2.5 Statistical analyses

We performed multiple regression to evaluate age and group effects, and their interaction, on brain volume data. We inspected the residuals to evaluate fit of the regression models to the data. Since all FXPC+ were older than age 50 except for a 34-year-old carrier who was at FXTAS stage 2 (excluded because he was an outlier in the regression models), FXPC+ was compared to age-matched controls and FXPC- (i.e. age > 50, Table 1). Age was centered at the youngest age for each comparison. Multiple regression was also conducted for predicting volumetric data using age, FXTAS stage, CGG repeat size and FMR1 mRNA level. Previous cross-sectional and longitudinal studies of aging reported non-linear volume changes in the cerebellum, brainstem, and ventricles (Raz et al., 2005, Walhovd et al., 2011, Fjell et al., 2013). Scanner upgrade, the change of head coil from 8-channel to 32-channel and the utilizations of two different MRI acquisition protocols may affect image signal-to-noise (SNR) ratio. To account for potential biases caused by these variabilities as well as non-linear age-related changes in volumes, covariates including scanner upgrade, head coil usage, and image resolution along with age-squared were included in regression models whenever significant. Benjamini-Hochberg method of false discovery rate (Benjamini and Hochberg, 1995) was used to correct for multiple comparisons. The open-source statistical package R (http://www.r-project.org/) was used for statistical analyses.

3. Results

3.1 Abnormal trajectories of brain volume measurements in FXPC−

In both control and FXPC− groups, volumes of cerebellum and whole brain decreased linearly with age, while brainstem volumes displayed an inverted U-shaped change with age, and the ventricular volumes exhibited quadratic curves that increased monotonically (Fig. 1D). Compared to the controls, FXPC− displayed significantly larger ventricles, and significant age and group interactions in cerebellar, brainstem, and whole brain volumes (Table 2). Specifically, FXPC− showed faster age-related decrease in cerebellar volumes (0.51 vs. 0.36 ml/year) and whole brain volumes (4.59 vs. 3.66 ml/year). In controls, brainstem volumes showed a protracted developmental trajectory that peaked at 32.6 ml at age 44.9 years, a 5.53% increase from age 8. In contrast, FXPC− had a flat developmental trajectory that peaked at 31.1 ml at age 23.4 years, a 0.52% increase from age 8. For the four covariates included in the regression models, only brain scaling factor showed as a significant predictor for all volume data (t = −21.5 to −6.01, p < 0.001). The other three covariates, namely scanner upgrade, head coil, and image resolution did not show as significant predictors for volumes, nor did their inclusions affect the results. Since brain scaling factor had a significant effect on the brain volume data, the estimations of the peak brainstem volume were calculated using the average brain scaling of all participants, which was 1.221. Based on these predicted trajectories, we estimated that the volume divergence between controls and FXPC− became significant around age 28 for the brainstem, age 30 for the cerebellum, and age 40 for whole brain (Table S4).

Table 2.

The effect of group and group × age on brain volume measurements.
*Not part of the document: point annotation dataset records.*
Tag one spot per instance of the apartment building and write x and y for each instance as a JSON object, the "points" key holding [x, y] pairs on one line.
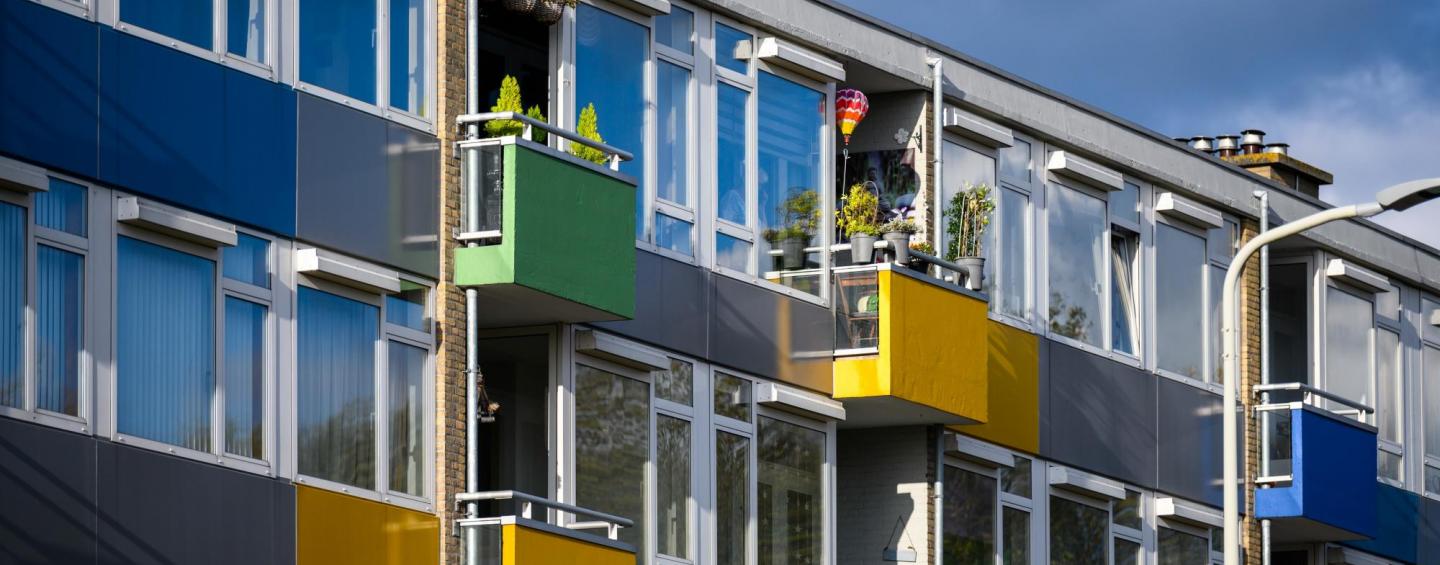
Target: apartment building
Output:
{"points": [[405, 329]]}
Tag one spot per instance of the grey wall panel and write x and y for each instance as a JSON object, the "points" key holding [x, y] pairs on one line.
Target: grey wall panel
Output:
{"points": [[162, 509], [46, 495], [367, 188], [771, 335], [1102, 415], [1190, 441], [671, 304]]}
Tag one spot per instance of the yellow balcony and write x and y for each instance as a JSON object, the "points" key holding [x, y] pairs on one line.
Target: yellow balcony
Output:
{"points": [[517, 538], [909, 349]]}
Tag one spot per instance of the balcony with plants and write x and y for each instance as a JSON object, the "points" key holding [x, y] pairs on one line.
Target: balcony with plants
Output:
{"points": [[547, 222], [910, 327]]}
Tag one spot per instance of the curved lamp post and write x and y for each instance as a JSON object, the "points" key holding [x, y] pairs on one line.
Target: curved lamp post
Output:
{"points": [[1394, 198]]}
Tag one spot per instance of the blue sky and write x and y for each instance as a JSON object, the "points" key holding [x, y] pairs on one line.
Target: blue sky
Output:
{"points": [[1352, 85]]}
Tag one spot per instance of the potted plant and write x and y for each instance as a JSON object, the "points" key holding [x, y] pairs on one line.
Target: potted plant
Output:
{"points": [[857, 221], [925, 247], [965, 221], [897, 234], [801, 215]]}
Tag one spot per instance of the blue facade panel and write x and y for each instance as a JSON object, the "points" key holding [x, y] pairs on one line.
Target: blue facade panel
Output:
{"points": [[48, 87], [1334, 476], [176, 127]]}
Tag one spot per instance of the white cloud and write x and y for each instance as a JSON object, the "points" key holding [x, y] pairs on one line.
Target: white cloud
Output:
{"points": [[1373, 127]]}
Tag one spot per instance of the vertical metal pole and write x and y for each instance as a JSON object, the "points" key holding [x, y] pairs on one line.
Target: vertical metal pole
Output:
{"points": [[471, 186]]}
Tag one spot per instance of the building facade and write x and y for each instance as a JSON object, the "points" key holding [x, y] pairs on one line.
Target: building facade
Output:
{"points": [[264, 255]]}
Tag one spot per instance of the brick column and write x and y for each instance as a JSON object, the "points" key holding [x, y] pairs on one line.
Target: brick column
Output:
{"points": [[450, 301]]}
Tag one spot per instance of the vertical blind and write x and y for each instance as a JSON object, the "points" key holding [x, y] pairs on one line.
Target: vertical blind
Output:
{"points": [[59, 329], [12, 304], [336, 379], [164, 337]]}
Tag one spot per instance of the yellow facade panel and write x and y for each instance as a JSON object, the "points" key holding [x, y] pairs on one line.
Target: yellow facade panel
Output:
{"points": [[532, 546], [333, 528], [1014, 389]]}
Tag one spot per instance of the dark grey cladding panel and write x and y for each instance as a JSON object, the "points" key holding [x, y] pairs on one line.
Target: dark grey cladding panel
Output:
{"points": [[771, 335], [1102, 415], [1190, 441], [46, 495], [671, 300], [162, 509], [367, 188]]}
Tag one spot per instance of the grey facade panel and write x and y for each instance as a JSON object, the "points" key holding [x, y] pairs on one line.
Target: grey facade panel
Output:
{"points": [[367, 188], [1190, 441], [671, 303], [1102, 415], [772, 335], [46, 495], [162, 509]]}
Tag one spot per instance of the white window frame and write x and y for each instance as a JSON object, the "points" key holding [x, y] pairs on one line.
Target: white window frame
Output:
{"points": [[36, 235], [219, 49], [388, 333]]}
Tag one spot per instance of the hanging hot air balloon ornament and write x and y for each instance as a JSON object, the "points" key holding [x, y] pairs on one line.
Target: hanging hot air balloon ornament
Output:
{"points": [[851, 107]]}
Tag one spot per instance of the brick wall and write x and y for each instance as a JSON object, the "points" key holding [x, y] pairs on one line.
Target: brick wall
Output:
{"points": [[450, 301]]}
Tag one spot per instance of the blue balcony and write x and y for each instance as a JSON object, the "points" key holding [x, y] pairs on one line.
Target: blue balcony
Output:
{"points": [[1318, 469]]}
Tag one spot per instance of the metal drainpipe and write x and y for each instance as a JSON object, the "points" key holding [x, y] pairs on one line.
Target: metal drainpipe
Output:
{"points": [[1265, 361], [471, 179], [938, 137]]}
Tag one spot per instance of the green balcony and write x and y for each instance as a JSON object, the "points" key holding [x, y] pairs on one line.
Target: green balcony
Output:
{"points": [[546, 237]]}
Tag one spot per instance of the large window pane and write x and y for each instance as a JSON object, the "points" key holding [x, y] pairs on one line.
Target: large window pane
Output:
{"points": [[1015, 525], [673, 489], [673, 121], [406, 418], [244, 378], [609, 72], [612, 446], [1077, 534], [729, 45], [336, 349], [62, 208], [1388, 382], [1348, 323], [969, 518], [337, 49], [1180, 301], [792, 120], [248, 261], [1076, 257], [791, 503], [730, 126], [732, 497], [12, 304], [164, 339], [1123, 301], [245, 29], [1180, 548], [1011, 286], [186, 20]]}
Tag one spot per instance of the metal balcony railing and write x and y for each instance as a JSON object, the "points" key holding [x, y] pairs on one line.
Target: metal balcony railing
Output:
{"points": [[1276, 401]]}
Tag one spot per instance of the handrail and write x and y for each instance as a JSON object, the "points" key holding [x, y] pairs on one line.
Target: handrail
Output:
{"points": [[516, 495], [614, 153], [1309, 391]]}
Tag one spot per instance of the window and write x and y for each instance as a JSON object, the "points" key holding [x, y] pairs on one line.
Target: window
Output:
{"points": [[1077, 225], [789, 493], [1180, 301], [235, 32], [363, 392], [342, 43]]}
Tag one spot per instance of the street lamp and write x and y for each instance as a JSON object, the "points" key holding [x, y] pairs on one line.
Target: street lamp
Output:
{"points": [[1394, 198]]}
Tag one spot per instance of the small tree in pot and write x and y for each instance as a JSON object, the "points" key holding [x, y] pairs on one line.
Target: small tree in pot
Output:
{"points": [[857, 221], [897, 234], [965, 221]]}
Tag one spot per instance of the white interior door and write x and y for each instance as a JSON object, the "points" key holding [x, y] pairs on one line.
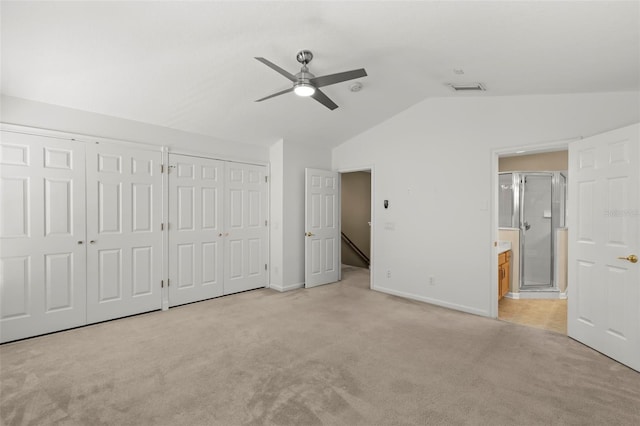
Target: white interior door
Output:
{"points": [[322, 228], [604, 212], [245, 207], [42, 235], [124, 212], [195, 228]]}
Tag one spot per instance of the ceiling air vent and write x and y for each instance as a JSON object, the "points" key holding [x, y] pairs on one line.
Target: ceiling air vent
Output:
{"points": [[470, 87]]}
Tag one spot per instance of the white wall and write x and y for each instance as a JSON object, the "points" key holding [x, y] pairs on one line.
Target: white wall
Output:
{"points": [[434, 163], [276, 214], [297, 157], [52, 117]]}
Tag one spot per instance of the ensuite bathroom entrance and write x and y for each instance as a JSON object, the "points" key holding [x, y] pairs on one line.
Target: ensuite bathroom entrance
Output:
{"points": [[533, 203], [533, 235]]}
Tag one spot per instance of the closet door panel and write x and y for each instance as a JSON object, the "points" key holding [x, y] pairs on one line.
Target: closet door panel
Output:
{"points": [[42, 235], [124, 214], [245, 214], [195, 228]]}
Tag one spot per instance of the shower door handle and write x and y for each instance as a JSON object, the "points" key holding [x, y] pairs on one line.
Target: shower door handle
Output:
{"points": [[631, 258]]}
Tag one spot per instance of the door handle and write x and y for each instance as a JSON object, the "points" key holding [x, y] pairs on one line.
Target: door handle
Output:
{"points": [[631, 258]]}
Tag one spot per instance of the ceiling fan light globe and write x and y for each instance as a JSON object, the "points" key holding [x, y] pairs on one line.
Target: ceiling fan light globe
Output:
{"points": [[304, 90]]}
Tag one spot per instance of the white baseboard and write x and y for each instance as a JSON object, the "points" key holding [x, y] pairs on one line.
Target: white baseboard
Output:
{"points": [[287, 287], [539, 294], [454, 306]]}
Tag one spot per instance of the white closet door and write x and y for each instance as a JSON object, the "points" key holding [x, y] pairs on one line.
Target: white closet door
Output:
{"points": [[246, 227], [42, 235], [124, 212], [195, 229]]}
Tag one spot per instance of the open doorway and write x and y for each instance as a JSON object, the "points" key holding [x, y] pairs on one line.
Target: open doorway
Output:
{"points": [[356, 218], [532, 236]]}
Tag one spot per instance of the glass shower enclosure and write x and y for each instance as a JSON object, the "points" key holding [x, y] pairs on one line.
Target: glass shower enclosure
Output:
{"points": [[534, 203]]}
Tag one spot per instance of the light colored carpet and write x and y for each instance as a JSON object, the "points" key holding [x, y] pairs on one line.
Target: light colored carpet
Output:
{"points": [[335, 355], [549, 314]]}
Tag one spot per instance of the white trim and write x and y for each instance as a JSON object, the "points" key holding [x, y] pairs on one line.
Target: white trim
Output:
{"points": [[165, 232], [80, 137], [542, 294], [189, 153], [287, 287], [454, 306]]}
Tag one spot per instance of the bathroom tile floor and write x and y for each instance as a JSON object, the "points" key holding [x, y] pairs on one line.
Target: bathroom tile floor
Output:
{"points": [[541, 313]]}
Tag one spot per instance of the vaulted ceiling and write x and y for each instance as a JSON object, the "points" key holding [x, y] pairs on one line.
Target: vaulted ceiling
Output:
{"points": [[191, 66]]}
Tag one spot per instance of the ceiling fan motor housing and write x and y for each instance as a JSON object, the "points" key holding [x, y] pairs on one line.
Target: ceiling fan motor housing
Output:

Measurements FXPC− Vs. Controls
Older Controls Vs. FXPC+*
Older FXPC− Vs. FXPC+*
RAdj. β (SE) (ml) P RAdj. β (SE) (ml) P β (SE) (ml) P
Cerebellar volume 0.43 < 0.001 0.56 < 0.001 < 0.001
 Age −0.36 (0.04) < 0.001 −0.52 (0.11) < 0.001 −0.52 (0.11) < 0.001
 Group −0.18 (2.58) 0.94 23.7 (1.89) < 0.001 14.1 (2.19) < 0.001
 Age × group −0.15 (0.06) 0.017 - - - -

Brainstem volume 0.34 < 0.001 0.63 < 0.001 < 0.001
 Age squared −0.001 (0.0005) 0.009 - - - -
 Age 0.093 (0.036) 0.010 −0.22 (0.05) < 0.001 −0.22 (0.05) < 0.001
 Group −0.068 (0.67) 0.92 4.77 (1.11) < 0.001 −0.44 (1.29) 0.730
 Age × group −0.054 (0.017) 0.002 0.15 (0.07) 0.023 0.31 (0.08) < 0.001

Ventricular volume 0.52 < 0.001 0.59 < 0.001 < 0.001
 Age squared 0.006 (0.002) 0.007 - - - -
 Age 0.107 (0.15) 0.48 1.52 (0.30) < 0.001 1.52 (0.30) < 0.001
 Group 4.73 (1.67) 0.003 −21.0 (6.75) 0.002 −3.67 (7.82) 0.64
 Age × group - - −0.69 (0.40) 0.09 −1.39 (0.51) 0.007

Whole brain volume 0.75 < 0.001 0.69 < 0.001 < 0.001
 Age −3.66 (0.23) < 0.001 −3.43 (0.63) < 0.001 −3.43 (0.63) < 0.001
 Group 13.2 (14.2) 0.35 109.7 (10.4) < 0.001 72.0 (44.3) < 0.001
 Age × group −0.93 (0.36) 0.009 - - - -

Abbreviations: FXPC−, fragile X premutation carriers without fragile X-associated tremor/ataxia syndrome; FXPC+, fragile X premutation carriers with fragile X-associated tremor/ataxia syndrome.

Bold, significant at 5% false discovery rate.

*

The comparisons of FXPC+ with older controls and FXPC− were performed in the same regression analyses.

To determine whether the age-related changes in cerebellar and brainstem volumes were disproportional to whole brain volume, we added whole brain volume as an additional covariate in the regression models. While the age × group interaction effect remained significant for brainstem volume (β = −0.036, p = 0.024), the interaction was not significant for cerebellar volume. In contrast, the cerebellum was significantly smaller (β = −3.74, p = 0.003) in FXPC− compared to the controls after controlling for whole brain volume.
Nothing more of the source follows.